Я вернулся с балкона в комнату и без колебаний набрал номер «той самой штуки», где учится Лео. Мне было жутковато. С тех пор как Лео стал католиком, я с ним не виделся. Он сообщил мне о своем обращении со свойственной ему ребяческой аккуратностью, в официальном стиле. «Дорогой брат, писал он, настоящим извещаю тебя, что по зрелом размышлении я решил принять католичество и готовить себя к духовному поприщу. В самом ближайшем времени у нас, безусловно, найдется возможность лично побеседовать об этом решающем шаге моей жизни. Любящий тебя брат Лео». Весь Лео был в этом письме, в судорожной попытке по-старомодному начинать письмо, не с местоимения: «Я тебя хочу известить», а «настоящим извещаю». Тут и следа не было того изящества, которое сквозит в его игре на рояле. Эта его деловитость приводит меня в совершенное уныние. Если он и дальше так пойдет, то непременно когда-нибудь станет благородным седовласым прелатом. В эпистолярном стиле отец и Лео одинаково беспомощны: обо всем пишут так, словно речь идет о каменном угле.
Я долго ждал, пока в этом самом учреждении кто-то соблаговолит подойти к телефону, и уже начал было крыть это поповское разгильдяйство всякими словами, соответственно моему настроению, и буркнул: «Вот сволочи!» В эту минуту подняли трубку, и сиплый голос сказал:
Да?
Я был разочарован.
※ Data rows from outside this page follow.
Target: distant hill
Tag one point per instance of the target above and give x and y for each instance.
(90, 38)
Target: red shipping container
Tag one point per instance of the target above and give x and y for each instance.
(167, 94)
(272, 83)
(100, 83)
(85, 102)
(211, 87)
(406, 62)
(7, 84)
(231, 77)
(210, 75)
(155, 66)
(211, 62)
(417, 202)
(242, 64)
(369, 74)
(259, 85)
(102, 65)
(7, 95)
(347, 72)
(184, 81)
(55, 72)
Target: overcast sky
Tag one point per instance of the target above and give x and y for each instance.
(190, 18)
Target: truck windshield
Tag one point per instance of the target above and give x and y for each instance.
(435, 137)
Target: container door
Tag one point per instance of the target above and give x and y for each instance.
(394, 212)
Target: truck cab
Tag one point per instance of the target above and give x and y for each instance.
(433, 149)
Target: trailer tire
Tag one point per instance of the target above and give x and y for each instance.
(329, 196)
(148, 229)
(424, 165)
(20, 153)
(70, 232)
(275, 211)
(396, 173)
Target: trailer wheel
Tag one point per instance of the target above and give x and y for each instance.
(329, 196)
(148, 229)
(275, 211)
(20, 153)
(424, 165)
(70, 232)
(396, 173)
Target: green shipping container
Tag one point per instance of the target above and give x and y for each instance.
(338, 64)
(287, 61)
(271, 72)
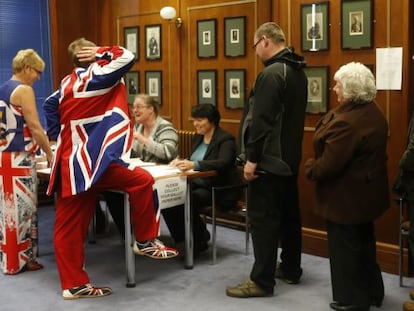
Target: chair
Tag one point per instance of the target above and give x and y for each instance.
(92, 226)
(237, 217)
(404, 226)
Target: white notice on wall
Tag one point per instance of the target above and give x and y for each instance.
(389, 68)
(171, 191)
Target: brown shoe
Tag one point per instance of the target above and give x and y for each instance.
(408, 306)
(246, 290)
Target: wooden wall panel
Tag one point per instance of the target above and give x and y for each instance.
(69, 21)
(391, 29)
(179, 63)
Я надеялся услышать кроткий голос монахини, пахнущий черным кофе и сухим печеньем, а вместо того в трубку кряхтел мужчина и пахло колбасой и капустой, да так пронзительно, что я закашлялся.
Прошу прощения, сказал я наконец, могу ли я поговорить со студентом богословского отделения Лео Шниром?
Кто говорит?
Шнир, сказал я. Очевидно, это оказалось выше его понимания. Он долго молчал. И я опять было закашлялся и сказал: Повторяю по буквам: школа, неделя, Ида, Рихард.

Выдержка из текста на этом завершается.